Standard scaling for user vector in Content Based Filtering

I have a doubt about user_train scaling values.

Let’s consider the first user in user_train in the original scale.

When we observe in the original scale, we could see that the first few rows of user_train belong to user 2. Lets now consider only user 2

We could see that all these rows belonging to user 2 are similar because the user vector is the same for all the movies the user rated. And hence the similar rows for each user.

So, from my understanding, the rows of user_train of user 2 represent the reviews/ratings of user 2 for each movie the user 2 rated.

Let’s now consider the first few rows of item_train.

According to me, the matrix item_train contains, the respective movies which were rated by user 2, where each row contains one hot encoding for each genre(duplicated rows for each of the movies rated by user 2 with different encodings for the genre)

If my understanding is correct, So now comes to the actual question.
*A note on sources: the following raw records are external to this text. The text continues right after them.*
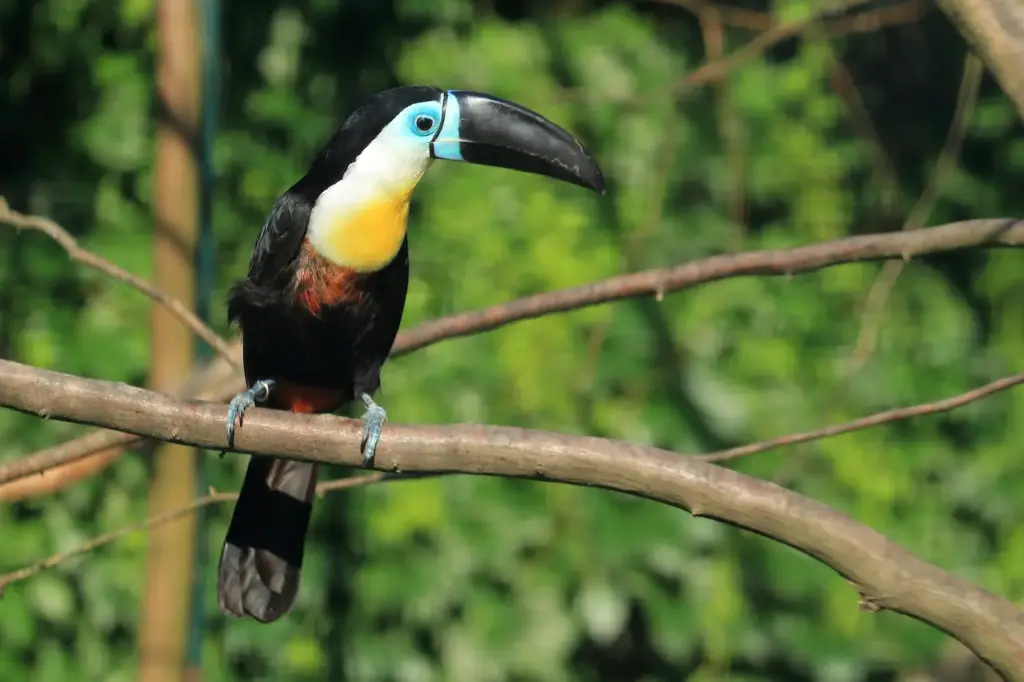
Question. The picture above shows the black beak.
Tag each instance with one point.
(481, 129)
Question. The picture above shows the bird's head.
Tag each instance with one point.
(361, 181)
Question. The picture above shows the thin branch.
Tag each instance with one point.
(217, 383)
(886, 574)
(866, 22)
(877, 419)
(993, 30)
(878, 295)
(89, 259)
(715, 71)
(160, 519)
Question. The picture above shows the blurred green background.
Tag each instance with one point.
(830, 133)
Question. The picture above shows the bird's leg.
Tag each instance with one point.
(259, 392)
(373, 422)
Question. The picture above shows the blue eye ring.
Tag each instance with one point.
(424, 124)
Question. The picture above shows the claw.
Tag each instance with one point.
(373, 422)
(259, 392)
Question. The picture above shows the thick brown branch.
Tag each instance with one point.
(219, 382)
(886, 574)
(89, 259)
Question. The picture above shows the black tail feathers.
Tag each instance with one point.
(261, 558)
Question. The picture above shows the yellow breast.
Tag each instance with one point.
(368, 239)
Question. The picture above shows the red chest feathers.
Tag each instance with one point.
(321, 284)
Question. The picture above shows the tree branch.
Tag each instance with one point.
(89, 259)
(160, 519)
(885, 574)
(877, 419)
(219, 382)
(995, 30)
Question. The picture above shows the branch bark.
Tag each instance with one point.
(885, 574)
(219, 381)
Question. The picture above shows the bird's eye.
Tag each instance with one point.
(424, 124)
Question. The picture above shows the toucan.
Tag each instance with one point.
(321, 305)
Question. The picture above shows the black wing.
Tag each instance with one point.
(271, 266)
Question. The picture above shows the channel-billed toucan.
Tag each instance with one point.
(325, 294)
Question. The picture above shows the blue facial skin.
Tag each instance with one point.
(446, 143)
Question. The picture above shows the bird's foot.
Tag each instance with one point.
(259, 392)
(373, 422)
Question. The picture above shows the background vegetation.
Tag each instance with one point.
(828, 133)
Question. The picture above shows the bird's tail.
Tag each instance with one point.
(262, 553)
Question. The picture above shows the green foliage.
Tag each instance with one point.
(478, 579)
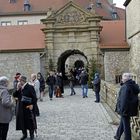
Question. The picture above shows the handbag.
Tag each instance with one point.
(27, 100)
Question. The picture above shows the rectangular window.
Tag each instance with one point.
(118, 79)
(22, 22)
(12, 1)
(5, 23)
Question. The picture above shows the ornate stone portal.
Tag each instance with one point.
(71, 31)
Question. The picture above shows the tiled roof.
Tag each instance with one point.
(127, 2)
(44, 5)
(30, 37)
(27, 37)
(113, 35)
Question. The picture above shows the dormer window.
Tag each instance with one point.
(98, 3)
(12, 1)
(27, 6)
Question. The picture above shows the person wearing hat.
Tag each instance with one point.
(127, 105)
(6, 104)
(16, 80)
(25, 115)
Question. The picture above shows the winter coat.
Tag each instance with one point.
(25, 118)
(6, 105)
(83, 78)
(42, 84)
(36, 85)
(59, 82)
(127, 102)
(96, 83)
(50, 81)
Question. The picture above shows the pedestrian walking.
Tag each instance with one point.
(42, 85)
(71, 83)
(36, 84)
(25, 115)
(127, 106)
(6, 104)
(51, 83)
(96, 83)
(59, 85)
(84, 83)
(16, 80)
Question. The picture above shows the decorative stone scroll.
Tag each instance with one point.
(71, 16)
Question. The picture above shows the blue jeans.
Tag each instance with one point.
(124, 126)
(84, 90)
(97, 96)
(51, 90)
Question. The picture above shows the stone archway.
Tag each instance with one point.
(79, 64)
(64, 37)
(64, 56)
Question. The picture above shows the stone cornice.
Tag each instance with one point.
(134, 34)
(21, 51)
(24, 13)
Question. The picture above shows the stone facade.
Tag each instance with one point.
(26, 63)
(71, 30)
(22, 19)
(133, 36)
(115, 63)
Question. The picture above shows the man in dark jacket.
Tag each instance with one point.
(96, 83)
(51, 82)
(127, 105)
(25, 115)
(6, 104)
(84, 83)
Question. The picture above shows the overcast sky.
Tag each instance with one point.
(119, 3)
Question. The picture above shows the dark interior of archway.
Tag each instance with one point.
(79, 64)
(62, 59)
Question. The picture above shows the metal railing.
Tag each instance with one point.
(109, 94)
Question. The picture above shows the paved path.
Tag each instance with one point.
(70, 118)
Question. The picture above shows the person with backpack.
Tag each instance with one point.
(127, 105)
(96, 83)
(6, 104)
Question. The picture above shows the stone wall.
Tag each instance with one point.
(109, 94)
(26, 63)
(135, 56)
(115, 63)
(133, 36)
(133, 17)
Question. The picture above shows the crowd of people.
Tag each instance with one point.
(27, 94)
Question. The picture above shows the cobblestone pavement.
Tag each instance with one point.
(70, 118)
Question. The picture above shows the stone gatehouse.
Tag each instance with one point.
(71, 34)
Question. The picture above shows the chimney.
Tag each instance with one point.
(98, 3)
(114, 11)
(27, 6)
(90, 7)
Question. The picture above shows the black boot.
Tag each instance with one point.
(31, 134)
(24, 135)
(32, 137)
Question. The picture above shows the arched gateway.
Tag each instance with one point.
(71, 37)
If the user_train contains the same rows and same feature values for user 2 for all the movies,

when we perform standard scaling of input features(which is performed column-wise), then values in each of the columns for this user 2 be the same right?

Cuz, in standard scaling, the mean and std for a column are calculated, and the same mean and std are subtracted from all the feature values in a column, right? How come they are different?

Kindly correct me if I comprehended it wrongly

Hello @bhavanamalla,

Yes!

So you are comparing between before scaling and after scaling. There are two things:

  1. We have shuffled the dataset (when doing train/test splitting), so the table is no longer ordered by user id.

  2. The user id is also scaled, and rounded off when displayed, so the two 1s in the first and the fouth rows there do not necessarily represent the same user.

Cheers,
Raymond

1 Like

Totally missed that shuffling is performed when splitting the dataset. Thank you again!